Wordlessly, she turned back to him, her gaze trailing over his face. "And I meant it," she said at last.

"I lost my parents when I was young," he said, studying the ground. "My mother was an Enforcer too, and she was attacked one night while on duty. At first it seemed she might survive, but then an infection set in that the Healers weren't able to control. My father was married to an Adept; he understood there were limits to their abilities, but he was crazed with grief. He accused them of having failed her, said they hadn't tried hard enough."

"How old were you?" Cianne asked, her voice hushed.

"I was fourteen."

Her gasp made him look up, and she squeezed her eyes closed. Lines of grief bracketed them, and he could see that she felt his pain as if it were her own. In some ways, it was her own.

"I'm sorry," she said, her voice choked.

"Thank you," he said.

The next words would be the most difficult of all. Just thinking of them made him feel as though they were alternately trying to squeeze their way out of his throat and then shove themselves back down. He had never before spoken to anyone about what had happened.

"From there, he got worse. He drank to try to dull the pain, but even that didn't work. He would empty a bottle, pass out, and wake up to the reminder that she was gone, which started the cycle anew."

She looked horrified. "Were you alone with him?"

He shook his head. "No, my uncle helped, took me to his house when my father was in a truly bad state. This went on for the next two years. By then I had begun my apprenticeship, and I spent most of my time at my uncle's house. My father was a recluse, the house falling down around his ears.

"The day after my sixteenth birthday, he took his own life."

"Oh, gods, Kila," she said, covering her mouth with her hand. "That's why you said what you did about strength and pain and weakness. You think he was weak."

"Don't you?" he asked, the words harsh.

Shaking her head, she gazed up at him sadly. "I think he was broken."

Anger lit a flame within him. "Don't make excuses for him."

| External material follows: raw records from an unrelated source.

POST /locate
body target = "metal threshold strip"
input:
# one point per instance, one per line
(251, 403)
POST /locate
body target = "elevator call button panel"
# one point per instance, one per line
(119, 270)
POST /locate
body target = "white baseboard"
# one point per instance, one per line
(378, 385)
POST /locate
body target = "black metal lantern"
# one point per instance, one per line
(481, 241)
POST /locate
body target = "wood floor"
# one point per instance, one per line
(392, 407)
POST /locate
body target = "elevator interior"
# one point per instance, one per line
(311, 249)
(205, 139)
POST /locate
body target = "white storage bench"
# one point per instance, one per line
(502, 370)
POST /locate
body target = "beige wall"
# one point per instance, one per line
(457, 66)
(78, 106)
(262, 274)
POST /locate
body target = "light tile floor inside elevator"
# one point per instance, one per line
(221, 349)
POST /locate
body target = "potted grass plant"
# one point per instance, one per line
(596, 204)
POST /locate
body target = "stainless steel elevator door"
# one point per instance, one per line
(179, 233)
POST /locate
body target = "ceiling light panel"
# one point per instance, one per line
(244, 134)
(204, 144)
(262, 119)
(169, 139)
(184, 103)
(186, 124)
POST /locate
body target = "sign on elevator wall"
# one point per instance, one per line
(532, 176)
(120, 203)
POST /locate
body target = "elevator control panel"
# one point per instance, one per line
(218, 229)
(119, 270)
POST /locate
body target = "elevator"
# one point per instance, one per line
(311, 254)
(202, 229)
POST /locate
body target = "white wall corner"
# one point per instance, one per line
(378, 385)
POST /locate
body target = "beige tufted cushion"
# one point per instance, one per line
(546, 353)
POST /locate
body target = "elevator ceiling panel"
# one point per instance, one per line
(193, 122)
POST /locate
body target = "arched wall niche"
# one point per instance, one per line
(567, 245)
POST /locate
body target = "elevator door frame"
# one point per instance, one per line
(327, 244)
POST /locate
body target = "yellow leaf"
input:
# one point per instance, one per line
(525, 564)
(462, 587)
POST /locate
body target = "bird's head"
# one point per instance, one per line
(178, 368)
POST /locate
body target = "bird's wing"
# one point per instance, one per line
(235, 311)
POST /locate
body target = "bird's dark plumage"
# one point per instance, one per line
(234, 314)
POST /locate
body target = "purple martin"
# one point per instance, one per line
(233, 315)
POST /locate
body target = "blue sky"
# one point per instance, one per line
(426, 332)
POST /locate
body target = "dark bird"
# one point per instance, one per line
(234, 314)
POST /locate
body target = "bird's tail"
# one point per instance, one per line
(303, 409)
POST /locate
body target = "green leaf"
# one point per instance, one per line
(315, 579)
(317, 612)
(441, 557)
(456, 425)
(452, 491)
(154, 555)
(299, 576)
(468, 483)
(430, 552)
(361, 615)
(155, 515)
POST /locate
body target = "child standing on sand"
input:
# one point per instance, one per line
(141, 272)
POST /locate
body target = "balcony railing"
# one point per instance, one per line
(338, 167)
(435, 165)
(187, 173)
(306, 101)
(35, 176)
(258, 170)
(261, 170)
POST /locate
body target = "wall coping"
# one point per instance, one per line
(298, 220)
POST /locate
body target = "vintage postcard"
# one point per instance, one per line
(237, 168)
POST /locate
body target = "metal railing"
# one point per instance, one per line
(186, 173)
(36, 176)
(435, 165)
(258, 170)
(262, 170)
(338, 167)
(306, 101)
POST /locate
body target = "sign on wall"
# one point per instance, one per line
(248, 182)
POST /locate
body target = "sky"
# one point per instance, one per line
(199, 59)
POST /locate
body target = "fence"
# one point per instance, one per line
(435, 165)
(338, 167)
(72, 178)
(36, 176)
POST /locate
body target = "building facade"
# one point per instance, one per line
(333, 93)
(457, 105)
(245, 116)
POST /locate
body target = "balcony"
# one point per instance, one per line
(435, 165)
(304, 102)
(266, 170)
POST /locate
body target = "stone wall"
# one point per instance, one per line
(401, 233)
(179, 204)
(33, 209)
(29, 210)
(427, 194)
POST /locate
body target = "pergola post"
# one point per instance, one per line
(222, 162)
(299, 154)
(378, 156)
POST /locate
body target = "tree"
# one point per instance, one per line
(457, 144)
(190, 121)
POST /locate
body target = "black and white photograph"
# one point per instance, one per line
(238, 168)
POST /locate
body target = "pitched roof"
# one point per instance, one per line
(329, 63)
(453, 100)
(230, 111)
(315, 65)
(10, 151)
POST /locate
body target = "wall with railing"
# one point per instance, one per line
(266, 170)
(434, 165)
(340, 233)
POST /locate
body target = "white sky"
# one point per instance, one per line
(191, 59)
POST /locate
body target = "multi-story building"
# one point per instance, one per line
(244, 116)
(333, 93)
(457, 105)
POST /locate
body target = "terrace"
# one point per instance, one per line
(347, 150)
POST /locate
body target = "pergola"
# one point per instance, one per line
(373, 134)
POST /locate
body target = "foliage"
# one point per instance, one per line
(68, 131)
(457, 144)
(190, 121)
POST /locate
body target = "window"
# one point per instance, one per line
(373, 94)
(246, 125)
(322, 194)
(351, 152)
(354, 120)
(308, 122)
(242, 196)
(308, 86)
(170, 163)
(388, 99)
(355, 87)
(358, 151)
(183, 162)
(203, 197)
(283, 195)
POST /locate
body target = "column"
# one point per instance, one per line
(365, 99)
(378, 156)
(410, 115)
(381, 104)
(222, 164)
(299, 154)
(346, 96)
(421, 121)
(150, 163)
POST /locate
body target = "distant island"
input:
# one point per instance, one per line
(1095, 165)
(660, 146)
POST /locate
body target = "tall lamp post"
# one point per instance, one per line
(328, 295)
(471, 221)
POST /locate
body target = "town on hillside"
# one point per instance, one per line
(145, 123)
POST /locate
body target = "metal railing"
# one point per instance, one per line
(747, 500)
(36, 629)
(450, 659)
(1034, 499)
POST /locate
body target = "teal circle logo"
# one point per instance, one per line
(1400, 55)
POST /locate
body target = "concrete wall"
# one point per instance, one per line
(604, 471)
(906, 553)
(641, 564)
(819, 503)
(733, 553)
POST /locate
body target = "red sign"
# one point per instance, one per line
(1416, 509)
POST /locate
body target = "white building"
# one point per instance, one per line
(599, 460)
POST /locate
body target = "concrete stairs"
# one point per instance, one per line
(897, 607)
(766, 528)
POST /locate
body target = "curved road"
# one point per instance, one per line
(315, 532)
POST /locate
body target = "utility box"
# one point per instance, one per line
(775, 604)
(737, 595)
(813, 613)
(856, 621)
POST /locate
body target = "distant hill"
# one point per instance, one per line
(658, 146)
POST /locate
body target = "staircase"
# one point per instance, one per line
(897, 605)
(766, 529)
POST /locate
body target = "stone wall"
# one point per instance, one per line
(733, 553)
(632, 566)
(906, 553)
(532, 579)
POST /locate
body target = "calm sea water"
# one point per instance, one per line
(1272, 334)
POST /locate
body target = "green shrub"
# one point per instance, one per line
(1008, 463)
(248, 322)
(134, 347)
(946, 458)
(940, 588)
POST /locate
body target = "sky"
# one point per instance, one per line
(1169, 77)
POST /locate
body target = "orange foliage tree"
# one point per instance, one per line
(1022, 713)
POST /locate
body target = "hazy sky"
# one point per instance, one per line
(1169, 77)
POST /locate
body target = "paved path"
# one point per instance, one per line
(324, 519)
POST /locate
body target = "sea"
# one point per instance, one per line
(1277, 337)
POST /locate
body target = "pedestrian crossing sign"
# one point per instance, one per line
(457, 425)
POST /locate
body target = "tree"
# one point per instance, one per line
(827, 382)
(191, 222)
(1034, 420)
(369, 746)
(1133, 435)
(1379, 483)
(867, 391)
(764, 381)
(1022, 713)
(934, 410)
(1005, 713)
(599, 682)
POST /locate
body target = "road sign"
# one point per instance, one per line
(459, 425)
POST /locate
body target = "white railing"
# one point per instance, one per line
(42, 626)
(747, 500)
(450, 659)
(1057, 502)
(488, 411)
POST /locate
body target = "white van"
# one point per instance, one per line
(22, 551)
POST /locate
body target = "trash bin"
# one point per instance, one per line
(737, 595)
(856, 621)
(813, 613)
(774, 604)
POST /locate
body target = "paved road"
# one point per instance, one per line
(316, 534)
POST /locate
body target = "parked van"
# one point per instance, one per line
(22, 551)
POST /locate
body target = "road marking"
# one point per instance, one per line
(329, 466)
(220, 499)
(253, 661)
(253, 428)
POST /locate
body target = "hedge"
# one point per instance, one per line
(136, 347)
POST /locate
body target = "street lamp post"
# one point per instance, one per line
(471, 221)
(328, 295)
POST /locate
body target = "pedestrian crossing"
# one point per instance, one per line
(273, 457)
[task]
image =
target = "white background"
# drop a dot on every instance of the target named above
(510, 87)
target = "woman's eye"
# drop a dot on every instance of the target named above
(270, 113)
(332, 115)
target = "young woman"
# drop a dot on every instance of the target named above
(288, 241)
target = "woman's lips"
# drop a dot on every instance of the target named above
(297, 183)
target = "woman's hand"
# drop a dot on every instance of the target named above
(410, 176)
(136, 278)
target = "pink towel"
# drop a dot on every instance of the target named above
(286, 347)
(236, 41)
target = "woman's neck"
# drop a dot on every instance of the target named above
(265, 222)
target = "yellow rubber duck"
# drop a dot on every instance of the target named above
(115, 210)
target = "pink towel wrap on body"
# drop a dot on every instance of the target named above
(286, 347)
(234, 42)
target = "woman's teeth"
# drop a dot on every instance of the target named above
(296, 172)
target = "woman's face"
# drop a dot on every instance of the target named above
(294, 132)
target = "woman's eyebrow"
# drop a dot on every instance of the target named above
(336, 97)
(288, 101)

"That's not what I'm doing, Kila. I understand why you're angry with him. You'd already lost your mother, and then he left you alone. But he must have been in such enormous pain. I can't help but feel compassion for him."

Kila clenched his jaw, unwilling to let her words penetrate. They did anyway.

"It's personal for you, isn't it?" she asked softly.

He didn't need her to clarify. "Yes, I suppose maybe it is," he admitted, dragging a hand over his face.

When he'd found his father, the scene had been so chaotic, so messy. He knew this wasn't necessarily the case with every suicide, but he also knew that his abilities didn't save him from his own presumptions. It was why Toran Stowley's tidy, orderly study had caught his eye.